A German Muslim mistaken for a terrorist suspect by Macedonian border authorities in 2003, kidnapped by the CIA and sent to a prison in Afghanistan scored his first legal victory this week. The European Court of Human Rights vindicated Khaled el-Masri’s account of events and ruling Macedonia responsible for the torture and abuse he faced. The Guardian summarizes what happened to el-Masri:
He was held incommunicado and abused in Macedonian custody for 23 days, after which he was handcuffed, blindfolded, and driven to Skopje airport, where he was handed over to the CIA and severely beaten.
The CIA stripped, hooded, shackled, and sodomized el-Masri with a suppository – in CIA parlance, subjected him to "capture shock" – as Macedonian officials stood by. The CIA drugged him and flew him to Kabul to be locked up in a secret prison known as the "Salt Pit", where he was slammed into walls, kicked, beaten, and subjected to other forms of abuse. Held at the Salt Pit for four months, el-Masri was never charged, brought before a judge, or given access to his family or German government representatives.
The CIA ultimately realised that it had mistaken el-Masri for an al-Qaida suspect with a similar name. But it held on to him for weeks after that. It was not until 24 May 2004, that he was flown, blindfolded, earmuffed, and chained to his seat, to Albania, where he was dumped on the side of the road without explanation.
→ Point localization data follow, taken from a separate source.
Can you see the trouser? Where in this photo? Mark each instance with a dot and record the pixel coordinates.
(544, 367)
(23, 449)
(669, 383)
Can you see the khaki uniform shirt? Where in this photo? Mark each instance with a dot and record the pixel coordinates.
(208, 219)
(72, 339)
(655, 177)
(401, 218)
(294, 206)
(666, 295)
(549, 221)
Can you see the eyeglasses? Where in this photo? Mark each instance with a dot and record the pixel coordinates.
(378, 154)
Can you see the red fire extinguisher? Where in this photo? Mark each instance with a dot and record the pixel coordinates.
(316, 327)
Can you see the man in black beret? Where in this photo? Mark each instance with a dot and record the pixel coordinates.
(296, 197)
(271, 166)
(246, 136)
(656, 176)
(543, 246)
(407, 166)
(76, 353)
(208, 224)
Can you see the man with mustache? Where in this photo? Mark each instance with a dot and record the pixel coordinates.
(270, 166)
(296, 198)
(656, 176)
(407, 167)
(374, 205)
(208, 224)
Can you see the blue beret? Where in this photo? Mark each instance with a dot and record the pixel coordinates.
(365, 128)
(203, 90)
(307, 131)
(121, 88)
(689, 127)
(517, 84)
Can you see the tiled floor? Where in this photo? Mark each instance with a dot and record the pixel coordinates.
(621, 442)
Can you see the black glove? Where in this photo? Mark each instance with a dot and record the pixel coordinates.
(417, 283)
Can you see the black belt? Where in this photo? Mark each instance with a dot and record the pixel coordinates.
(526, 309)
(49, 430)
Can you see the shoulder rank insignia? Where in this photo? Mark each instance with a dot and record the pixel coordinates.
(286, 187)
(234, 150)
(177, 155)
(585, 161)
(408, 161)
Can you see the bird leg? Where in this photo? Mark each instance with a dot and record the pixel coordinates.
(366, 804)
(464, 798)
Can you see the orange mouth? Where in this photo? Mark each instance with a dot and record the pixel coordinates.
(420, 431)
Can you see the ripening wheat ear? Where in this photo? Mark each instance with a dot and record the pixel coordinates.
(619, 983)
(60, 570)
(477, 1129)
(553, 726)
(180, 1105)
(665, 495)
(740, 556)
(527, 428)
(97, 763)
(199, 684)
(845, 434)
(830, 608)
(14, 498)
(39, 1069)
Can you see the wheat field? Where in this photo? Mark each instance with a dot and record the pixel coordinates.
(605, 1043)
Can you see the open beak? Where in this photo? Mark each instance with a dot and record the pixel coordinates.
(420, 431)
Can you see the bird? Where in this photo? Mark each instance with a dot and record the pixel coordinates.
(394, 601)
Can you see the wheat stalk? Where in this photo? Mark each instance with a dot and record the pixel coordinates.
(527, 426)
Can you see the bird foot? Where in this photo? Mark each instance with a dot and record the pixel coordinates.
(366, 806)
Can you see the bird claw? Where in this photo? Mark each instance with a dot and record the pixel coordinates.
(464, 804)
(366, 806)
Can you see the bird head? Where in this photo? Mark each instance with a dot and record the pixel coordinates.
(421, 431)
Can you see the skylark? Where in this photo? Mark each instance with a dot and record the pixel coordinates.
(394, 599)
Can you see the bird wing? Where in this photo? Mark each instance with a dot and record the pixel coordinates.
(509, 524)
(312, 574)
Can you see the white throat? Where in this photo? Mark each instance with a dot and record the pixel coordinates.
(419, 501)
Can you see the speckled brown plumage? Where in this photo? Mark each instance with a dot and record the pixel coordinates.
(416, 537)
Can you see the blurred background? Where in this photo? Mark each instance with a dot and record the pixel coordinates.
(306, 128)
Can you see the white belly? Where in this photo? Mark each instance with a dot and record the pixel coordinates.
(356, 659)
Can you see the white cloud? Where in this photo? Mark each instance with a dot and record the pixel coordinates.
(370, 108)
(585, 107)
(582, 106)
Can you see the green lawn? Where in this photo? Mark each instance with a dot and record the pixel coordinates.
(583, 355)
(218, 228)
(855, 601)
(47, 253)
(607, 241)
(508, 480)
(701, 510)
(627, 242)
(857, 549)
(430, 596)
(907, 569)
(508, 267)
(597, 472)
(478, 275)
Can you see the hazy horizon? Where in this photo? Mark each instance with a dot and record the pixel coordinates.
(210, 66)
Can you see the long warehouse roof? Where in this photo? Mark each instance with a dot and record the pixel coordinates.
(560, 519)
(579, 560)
Today the U.S. government claims it no longer performs such “extraordinary renditions" (wink wink). It may not matter that you share a name with a terrorist anymore either; the CIA doesn’t need a name in order to kill. And there’s no Court of Human Rights victims of drone strikes in places like Pakistan and Yemen can exactly go to, if they manage to stay alive. Forward and all that.